Rose-Anne, durant tout le voyage, paraissait distraite, son regard était vague, perdu dans les flots du fleuve qui refroidissaient lentement. L’hiver n’était pas encore là, mais commençait à se faire sentir. Les arbres étaient dégarnis de leurs feuilles et paraissaient fantomatiques lorsque la gelée de certains matins les recouvrait. Il fallait revêtir un manteau plus chaud et une tuque bien rembourrée. Les nuits étaient très froides, la terre semblait morte, l’air devenait palpable. La lune, toute pâle, paraissait défaillante au milieu de l’espace.

Sur les avant-bras d’Alexandre, des muscles se formaient. Il fallait redoubler d’efforts, car une nouvelle passagère et plusieurs fourrures avaient été rajoutées au poids initial des six hommes et du canot. Après deux jours sur le Saguenay, ils arrivèrent à Tadoussac. C’était surtout un camp de traite. Les échanges et la vente s’effectuaient dans un grand fort, construit en bois rond. À l’intérieur, quelques marchands échangeaient des fourrures pour des armes et diverses pacotilles. À l’extérieur, quelques camps de bûcherons ou de trappeurs formaient le paysage de Tadoussac. Les voyageurs arrivèrent au fort au milieu de la journée. Ils étaient tous épuisés, mais il fallait acheter une petite partie des fourrures la journée même.

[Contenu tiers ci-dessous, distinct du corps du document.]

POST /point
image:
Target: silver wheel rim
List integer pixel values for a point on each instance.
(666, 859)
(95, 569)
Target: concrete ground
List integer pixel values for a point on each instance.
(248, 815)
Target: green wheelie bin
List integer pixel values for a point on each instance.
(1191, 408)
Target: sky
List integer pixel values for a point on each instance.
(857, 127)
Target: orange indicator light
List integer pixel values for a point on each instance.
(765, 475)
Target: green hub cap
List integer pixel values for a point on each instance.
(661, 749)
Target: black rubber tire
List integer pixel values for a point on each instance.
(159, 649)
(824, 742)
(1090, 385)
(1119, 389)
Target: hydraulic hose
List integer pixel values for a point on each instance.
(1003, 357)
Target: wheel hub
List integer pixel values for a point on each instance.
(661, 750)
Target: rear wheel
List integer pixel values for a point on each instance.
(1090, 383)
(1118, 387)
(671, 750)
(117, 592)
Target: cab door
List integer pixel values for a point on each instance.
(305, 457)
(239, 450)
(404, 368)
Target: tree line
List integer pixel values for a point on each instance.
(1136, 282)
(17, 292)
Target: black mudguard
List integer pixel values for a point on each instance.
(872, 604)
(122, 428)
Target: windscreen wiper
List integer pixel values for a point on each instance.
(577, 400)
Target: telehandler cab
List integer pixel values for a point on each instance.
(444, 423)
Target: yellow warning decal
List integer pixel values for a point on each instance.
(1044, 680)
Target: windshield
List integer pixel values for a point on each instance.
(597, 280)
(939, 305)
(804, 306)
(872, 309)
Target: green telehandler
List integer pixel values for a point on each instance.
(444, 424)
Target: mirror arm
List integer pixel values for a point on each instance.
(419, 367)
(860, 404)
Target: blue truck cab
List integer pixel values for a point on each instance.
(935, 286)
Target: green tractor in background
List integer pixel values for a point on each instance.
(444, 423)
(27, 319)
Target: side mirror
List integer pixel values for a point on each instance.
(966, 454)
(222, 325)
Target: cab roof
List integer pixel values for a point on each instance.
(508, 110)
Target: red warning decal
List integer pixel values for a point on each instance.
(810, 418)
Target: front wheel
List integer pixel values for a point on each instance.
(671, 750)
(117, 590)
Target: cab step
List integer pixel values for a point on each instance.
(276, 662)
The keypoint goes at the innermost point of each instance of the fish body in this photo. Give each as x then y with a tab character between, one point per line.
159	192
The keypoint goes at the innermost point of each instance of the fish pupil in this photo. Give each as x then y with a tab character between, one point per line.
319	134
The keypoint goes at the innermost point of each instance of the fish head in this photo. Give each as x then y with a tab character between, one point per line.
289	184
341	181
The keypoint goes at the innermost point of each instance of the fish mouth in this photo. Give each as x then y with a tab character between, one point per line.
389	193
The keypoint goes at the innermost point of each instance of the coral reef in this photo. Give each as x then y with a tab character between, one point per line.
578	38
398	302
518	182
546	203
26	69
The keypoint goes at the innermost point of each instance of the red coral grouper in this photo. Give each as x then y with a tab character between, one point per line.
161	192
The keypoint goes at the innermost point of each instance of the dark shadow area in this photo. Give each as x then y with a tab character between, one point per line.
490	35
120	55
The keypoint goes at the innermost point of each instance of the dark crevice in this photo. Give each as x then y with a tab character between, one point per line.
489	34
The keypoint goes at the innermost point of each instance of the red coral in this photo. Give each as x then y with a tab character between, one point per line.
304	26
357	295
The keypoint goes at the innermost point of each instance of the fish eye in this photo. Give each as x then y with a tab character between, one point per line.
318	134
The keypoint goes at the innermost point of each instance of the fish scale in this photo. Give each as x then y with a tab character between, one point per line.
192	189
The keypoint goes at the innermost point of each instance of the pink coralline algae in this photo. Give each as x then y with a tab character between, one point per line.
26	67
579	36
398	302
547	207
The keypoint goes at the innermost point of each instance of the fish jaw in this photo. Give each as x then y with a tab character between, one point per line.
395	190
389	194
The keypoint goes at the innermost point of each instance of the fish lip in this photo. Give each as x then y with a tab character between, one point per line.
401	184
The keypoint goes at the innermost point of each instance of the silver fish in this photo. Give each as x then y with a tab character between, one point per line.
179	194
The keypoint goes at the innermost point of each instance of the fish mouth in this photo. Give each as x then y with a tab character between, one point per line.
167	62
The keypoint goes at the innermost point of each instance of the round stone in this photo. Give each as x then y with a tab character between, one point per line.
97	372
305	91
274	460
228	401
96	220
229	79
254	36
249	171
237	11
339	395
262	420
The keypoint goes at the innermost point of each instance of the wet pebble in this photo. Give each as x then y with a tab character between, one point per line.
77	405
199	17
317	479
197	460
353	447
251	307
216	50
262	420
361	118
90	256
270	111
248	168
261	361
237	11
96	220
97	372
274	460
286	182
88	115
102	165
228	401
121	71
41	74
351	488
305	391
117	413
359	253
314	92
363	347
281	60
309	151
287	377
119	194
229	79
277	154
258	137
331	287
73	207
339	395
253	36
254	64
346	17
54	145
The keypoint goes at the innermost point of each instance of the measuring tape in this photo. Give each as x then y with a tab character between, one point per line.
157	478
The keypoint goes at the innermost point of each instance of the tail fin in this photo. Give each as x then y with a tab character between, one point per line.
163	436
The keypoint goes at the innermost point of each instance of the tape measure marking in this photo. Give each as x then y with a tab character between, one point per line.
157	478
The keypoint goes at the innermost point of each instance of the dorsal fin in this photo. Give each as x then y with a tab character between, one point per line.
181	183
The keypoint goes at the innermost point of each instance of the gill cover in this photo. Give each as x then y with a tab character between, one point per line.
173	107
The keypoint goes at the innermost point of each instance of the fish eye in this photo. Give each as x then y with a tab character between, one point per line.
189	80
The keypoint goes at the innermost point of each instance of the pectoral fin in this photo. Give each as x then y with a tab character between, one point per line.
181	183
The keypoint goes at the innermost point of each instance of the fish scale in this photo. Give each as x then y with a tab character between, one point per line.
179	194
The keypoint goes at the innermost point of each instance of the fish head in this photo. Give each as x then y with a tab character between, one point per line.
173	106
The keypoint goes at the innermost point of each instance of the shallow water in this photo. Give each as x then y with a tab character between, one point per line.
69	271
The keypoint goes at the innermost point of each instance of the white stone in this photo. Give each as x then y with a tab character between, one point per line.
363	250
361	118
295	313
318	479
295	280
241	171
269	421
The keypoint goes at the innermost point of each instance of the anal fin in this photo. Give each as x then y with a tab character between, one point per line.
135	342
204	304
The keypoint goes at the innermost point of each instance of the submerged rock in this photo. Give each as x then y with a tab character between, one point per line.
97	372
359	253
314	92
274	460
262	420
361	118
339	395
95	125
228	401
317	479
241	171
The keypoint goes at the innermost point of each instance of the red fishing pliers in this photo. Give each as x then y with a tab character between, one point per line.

En entrant dans le fort, une forte odeur de tabac leur taquina les narines. Plusieurs Indiens avaient installé leurs fourrures sur des petites plates-formes en bois. Les voyageurs ainsi que l’infirmière s’avancèrent. Plusieurs regards se posèrent sur eux. Un silence s’installa, le temps de juger de la valeur de ces nouveaux clients. Puis, les conversations reprirent.

Koernellius, étant déjà venu là à plusieurs reprises, guida les autres. Celui-ci s’arrêta devant de belles peaux étendues sur une table de bois. Deux Indiens les regardaient, l’air sérieux et désintéressé. Après les avoir laissés regarder les fourrures, un des deux hommes à la peau rouge lança:

— Vous, partir si rien acheter.

Il parlait d’une voix basse et très grasse. Koernellius s’empressa de répondre.

— Nous sommes intéressés par vos fourrures, elles sont très belles. Il en désigna plusieurs et demanda le prix.

— Trois fusils, contre peaux

Koernellius parut désintéressé, mais proposa un fusil. L’indien se tourna vers son compagnon et murmura des mots à son oreille dans une autre langue. L’autre Indien prit un air furieux et ajouta:

— Un fusil, pas assez!

Koernellius n’insista pas, si cet homme était trop entêté pour accepter son offre, ils iraient ailleurs. Finalement, ils trouvèrent d’autres Indiens et repartirent avec de la belle marchandise et à bon prix. Ils sortirent du fort pour se diriger vers un camp de bûcherons à quelques mètres de là. Ceux-ci les accueillirent et leur laissèrent un vieux camp construit en bois rond. Alexandre et Rose-Anne s’installèrent sur des paillasses qu’ils placèrent au centre de la cambuse. Ils allumèrent le poêle à deux ponts au centre de la pièce et attendirent que la chaleur les plonge dans le sommeil.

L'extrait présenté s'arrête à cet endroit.